# Latin/Italian: S.p.q.r



## Alxmrphi

How would you translate this latin message into Italian and does it still have much of a civic meaning in Italy, or Rome, even?


----------



## Necsus

Alex, have a look at this post I sent to Brian in Congrats...


----------



## Alxmrphi

lol, after I posted, I went onto wikipedia and read that, possible translations, I wasn't aware it wasn't fully known, also on wikipedia, I found this quite amusing..

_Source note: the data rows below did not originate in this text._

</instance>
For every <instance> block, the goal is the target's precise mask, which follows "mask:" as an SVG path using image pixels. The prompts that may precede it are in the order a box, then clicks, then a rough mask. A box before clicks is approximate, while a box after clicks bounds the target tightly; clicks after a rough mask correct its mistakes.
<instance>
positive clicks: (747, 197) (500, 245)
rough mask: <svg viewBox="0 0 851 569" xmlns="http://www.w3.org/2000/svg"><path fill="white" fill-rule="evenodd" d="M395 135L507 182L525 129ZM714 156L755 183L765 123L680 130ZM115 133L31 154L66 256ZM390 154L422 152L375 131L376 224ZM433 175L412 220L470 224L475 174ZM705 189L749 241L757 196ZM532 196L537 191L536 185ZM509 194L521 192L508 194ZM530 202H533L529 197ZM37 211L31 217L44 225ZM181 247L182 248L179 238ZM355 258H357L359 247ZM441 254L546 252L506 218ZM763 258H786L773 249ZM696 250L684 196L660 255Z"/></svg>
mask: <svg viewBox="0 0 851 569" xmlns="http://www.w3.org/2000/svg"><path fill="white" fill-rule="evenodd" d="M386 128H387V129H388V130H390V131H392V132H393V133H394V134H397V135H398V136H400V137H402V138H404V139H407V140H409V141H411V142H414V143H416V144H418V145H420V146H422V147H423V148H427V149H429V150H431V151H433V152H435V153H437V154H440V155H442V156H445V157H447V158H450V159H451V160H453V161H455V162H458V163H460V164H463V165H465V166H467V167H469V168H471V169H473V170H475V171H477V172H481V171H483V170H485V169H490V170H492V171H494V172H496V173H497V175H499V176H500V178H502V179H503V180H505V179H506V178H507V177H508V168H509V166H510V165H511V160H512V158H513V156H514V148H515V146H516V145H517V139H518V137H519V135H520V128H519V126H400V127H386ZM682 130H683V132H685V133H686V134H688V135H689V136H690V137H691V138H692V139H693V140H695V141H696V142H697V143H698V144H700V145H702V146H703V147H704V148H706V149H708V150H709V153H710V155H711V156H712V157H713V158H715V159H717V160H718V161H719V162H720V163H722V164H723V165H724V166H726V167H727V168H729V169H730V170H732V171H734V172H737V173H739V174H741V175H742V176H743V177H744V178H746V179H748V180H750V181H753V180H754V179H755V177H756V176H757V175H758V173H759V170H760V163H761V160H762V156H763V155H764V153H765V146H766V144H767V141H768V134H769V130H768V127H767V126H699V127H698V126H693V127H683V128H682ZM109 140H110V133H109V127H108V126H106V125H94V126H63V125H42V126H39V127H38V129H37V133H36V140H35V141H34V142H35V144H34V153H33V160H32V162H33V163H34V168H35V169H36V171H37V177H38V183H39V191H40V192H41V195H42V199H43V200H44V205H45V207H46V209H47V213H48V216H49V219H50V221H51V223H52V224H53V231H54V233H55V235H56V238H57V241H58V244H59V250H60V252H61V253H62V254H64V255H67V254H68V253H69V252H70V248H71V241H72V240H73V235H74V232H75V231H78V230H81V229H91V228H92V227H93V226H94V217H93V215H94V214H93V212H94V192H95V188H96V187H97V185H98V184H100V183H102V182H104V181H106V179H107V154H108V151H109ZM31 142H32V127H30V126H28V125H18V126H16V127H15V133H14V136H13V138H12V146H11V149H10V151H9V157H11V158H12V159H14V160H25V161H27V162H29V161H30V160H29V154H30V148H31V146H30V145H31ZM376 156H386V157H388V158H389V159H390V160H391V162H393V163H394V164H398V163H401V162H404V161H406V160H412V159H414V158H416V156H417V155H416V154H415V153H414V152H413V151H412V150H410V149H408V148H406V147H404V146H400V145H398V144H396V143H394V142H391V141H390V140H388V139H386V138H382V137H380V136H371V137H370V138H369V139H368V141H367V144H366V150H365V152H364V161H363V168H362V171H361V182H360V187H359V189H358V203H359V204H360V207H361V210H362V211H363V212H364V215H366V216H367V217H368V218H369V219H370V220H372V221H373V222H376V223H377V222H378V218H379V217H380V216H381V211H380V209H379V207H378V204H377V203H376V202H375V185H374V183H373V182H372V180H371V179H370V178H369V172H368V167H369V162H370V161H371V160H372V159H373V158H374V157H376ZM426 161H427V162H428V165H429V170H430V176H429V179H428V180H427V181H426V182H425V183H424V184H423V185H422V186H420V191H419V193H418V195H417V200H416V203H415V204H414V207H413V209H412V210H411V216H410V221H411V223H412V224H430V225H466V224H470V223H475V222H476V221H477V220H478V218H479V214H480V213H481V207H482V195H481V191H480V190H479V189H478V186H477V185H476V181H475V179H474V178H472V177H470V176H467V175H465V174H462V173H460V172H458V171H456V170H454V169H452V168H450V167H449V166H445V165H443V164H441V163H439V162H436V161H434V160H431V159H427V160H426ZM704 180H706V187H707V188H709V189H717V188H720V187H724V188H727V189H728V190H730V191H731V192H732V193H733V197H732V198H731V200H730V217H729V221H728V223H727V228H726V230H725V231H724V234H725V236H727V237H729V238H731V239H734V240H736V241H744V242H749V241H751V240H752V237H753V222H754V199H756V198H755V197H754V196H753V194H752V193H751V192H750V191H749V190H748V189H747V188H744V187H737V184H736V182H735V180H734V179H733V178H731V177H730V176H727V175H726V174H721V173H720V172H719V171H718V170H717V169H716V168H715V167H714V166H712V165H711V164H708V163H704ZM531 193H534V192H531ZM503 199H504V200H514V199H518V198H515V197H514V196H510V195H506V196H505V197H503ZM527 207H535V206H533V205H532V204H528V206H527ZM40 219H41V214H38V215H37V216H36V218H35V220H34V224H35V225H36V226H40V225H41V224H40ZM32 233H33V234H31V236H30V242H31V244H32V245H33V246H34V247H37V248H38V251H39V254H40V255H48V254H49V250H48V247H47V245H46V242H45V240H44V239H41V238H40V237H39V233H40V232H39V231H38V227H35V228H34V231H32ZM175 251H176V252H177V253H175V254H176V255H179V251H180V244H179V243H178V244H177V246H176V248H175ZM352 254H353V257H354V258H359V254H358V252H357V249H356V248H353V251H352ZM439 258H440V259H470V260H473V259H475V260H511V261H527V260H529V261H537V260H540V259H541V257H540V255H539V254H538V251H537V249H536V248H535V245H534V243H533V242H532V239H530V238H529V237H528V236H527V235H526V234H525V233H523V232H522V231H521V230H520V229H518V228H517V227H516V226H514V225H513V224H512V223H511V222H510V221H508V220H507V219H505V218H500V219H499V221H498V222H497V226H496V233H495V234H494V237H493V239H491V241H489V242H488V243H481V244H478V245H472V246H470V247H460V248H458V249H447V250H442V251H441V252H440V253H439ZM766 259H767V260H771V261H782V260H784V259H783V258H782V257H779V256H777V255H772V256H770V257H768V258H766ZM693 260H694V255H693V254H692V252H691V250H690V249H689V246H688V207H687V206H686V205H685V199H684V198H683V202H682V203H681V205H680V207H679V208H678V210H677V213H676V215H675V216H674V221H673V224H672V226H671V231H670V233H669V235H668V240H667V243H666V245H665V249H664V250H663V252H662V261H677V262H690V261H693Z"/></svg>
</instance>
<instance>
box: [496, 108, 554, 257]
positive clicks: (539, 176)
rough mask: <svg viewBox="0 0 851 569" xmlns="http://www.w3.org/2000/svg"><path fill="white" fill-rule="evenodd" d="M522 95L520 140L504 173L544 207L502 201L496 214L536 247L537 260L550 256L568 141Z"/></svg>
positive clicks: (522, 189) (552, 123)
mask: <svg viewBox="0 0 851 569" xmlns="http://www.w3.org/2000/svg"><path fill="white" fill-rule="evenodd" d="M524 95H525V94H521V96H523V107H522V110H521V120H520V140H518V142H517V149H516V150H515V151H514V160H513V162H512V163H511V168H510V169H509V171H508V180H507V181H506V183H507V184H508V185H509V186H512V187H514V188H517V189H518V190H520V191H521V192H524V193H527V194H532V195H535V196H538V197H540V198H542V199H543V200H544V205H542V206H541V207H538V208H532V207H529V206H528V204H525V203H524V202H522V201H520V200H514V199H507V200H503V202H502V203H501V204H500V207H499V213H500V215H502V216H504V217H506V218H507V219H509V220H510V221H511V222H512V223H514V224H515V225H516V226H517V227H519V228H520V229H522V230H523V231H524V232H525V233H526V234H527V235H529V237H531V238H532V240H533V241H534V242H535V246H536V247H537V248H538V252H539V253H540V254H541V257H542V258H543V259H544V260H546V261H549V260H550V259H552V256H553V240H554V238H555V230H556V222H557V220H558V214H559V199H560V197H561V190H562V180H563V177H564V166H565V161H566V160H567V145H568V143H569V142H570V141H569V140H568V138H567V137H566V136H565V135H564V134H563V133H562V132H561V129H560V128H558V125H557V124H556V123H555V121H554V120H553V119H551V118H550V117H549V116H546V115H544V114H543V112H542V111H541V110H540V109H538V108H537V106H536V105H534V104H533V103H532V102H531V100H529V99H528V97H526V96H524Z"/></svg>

> A joke in the Vatican tells that Pope John XXIII asked a bishop about the meaning of SPQR, displayed on the personal coat of arms of the Pope, read backwards *RQPS*. He answered the question himself with: "*R*ideo *Q*uia *P*apa *S*um" - "I laugh, because I am the Pope".


----------



## bejosc

Senatus Populusque Quiritium Romanorum


----------



## Alberto77

As long as I know it is Senatus Populus-Que Romanus, 
il Senato ed il Popolo romano
ciao
alb


----------



## DrLindenbrock

As for SPQR's civic meaning, it is still one of the official symbols of the city of Rome.


----------



## judkinsc

Senatus Populusque Roman(or)um.

The Senate and People of the Romans.


----------



## DrLindenbrock

I always heard Senatus Populusque Romanus, like Alberto77 said.


----------



## Necsus

As I said in my linked post (#2), I found various reliable explanations:
Senatus Populusque Quirit(i)um Romanorum,
o Senatus Populusque Romanus/Romani/Romae

and other explanations less reliable :
Small Profits Quick Returns
Sono Pazzi Questi Romani (Obelix - M.Marchesi)


----------